La cour rappelle que l'employeur peut remettre au salarié un seul bulletin de paie rectificatif pour l'ensemble de la période en litige (jurisprudence : Cour de cassation, ch. soc., 4 mars 2020, pourvoi n° 18-11.790).
Il convient d'ordonner la délivrance par l'employeur à M. [K] d'un bulletin de paie rectifié pour les mois de mai 2016 à avril 2019, conformes aux dispositions du présent arrêt, c'est-à-dire intégrant les sommes de nature salariale telles que fixées ci-dessus. Le jugement est uniquement infirmé en ce qu'il a ordonné la remise de plusieurs bulletins de paie rectifiés.
Aucun élément particulier du dossier ne laissant craindre que la société Wefix manifeste une réticence dans l'exécution de la présente décision, il n'y a pas lieu en l'état d'assortir cette condamnation d'une astreinte.
Sur l'article 700 du code de procédure civile et sur les dépens
Les dispositions du jugement sont confirmées s'agissant de l'article 700 du code de procédure civile et des dépens de première instance.
Il n'y a pas lieu de faire application des dispositions de l'article 700 du code de procédure civile en cause d'appel.
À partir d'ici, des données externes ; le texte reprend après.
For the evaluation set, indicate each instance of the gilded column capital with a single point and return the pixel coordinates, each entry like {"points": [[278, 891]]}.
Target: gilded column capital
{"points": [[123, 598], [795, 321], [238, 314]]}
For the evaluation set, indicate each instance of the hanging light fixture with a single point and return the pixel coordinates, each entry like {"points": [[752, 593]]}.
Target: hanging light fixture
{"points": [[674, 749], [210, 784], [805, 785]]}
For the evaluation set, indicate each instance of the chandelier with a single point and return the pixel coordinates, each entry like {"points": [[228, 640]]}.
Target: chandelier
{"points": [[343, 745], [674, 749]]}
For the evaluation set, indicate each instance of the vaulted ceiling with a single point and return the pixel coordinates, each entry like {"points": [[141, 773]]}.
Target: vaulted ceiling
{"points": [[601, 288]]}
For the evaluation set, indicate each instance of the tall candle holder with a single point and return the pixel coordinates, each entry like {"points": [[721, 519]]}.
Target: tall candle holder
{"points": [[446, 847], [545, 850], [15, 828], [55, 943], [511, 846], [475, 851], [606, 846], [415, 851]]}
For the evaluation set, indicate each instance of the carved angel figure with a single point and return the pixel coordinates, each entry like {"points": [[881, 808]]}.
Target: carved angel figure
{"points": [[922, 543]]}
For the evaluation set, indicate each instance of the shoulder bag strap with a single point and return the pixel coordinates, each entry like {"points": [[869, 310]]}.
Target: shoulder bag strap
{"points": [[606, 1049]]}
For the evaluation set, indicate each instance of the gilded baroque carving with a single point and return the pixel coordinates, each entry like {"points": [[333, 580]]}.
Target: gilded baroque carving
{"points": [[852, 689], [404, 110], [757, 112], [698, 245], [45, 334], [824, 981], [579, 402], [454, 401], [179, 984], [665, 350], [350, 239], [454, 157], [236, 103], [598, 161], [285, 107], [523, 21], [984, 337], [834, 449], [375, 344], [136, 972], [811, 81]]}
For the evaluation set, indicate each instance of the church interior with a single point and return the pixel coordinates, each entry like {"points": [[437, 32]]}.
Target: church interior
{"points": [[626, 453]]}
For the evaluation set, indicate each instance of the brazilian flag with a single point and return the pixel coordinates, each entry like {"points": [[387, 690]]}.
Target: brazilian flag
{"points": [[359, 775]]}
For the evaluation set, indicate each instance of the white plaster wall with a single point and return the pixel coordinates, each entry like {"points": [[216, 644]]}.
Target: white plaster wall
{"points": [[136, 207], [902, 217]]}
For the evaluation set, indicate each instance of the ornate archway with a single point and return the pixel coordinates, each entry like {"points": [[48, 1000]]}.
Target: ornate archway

La société Wefix est condamnée aux dépens d'appel conformément à l'article 696 du code de procédure civile.
PAR CES MOTIFS,
La cour, statuant en dernier ressort, par arrêt contradictoire mis à disposition au greffe, après en avoir délibéré conformément à la loi :
Confirme le jugement rendu le 7 mai 2021 par le conseil de prud'hommes de Metz, sauf en ce qu'il a :
- dit et jugé que la convention de forfait jours est irrecevable quant à ses dispositions, et que son effet est nul de par le non-respect des dispositions en définissant l'application ;
- fixé le montant des heures supplémentaires dues par la SAS Wefix à M. [Y] [K] à la somme de 13 219,09 euros brut, outre la somme de 1 321,90 euros brut au titre des congés payés y afférents ;
- condamné la SAS Wefix à remettre à M. [Y] [K] plusieurs bulletins de paie rectifiés ;
Statuant à nouveau sur les chefs infirmés, et y ajoutant :
Déclare la convention de forfait en jours prévue dans le contrat de travail signé par les parties inopposable à M. [Y] [K] ;
Condamne la SAS Wefix à payer à M. [Y] [K] les sommes de 10 000 euros brut au titre des heures supplémentaires restées impayées et de 1 000 euros au titre des congés payés y afférents, outre intérêts au taux légal à compter du 1er juillet 2019 ;
Condamne la SAS Wefix à remettre à M. [Y] [K] un bulletin de paie rectifié pour les mois de mai 2016 à avril 2019 conforme aux dispositions du présent arrêt, sans qu'il y ait lieu de fixer d'astreinte ;
Dit n'y avoir lieu de faire application des dispositions de l'article 700 du code de procédure civile en cause d'appel ;
Condamne la SAS Wefix aux dépens d'appel.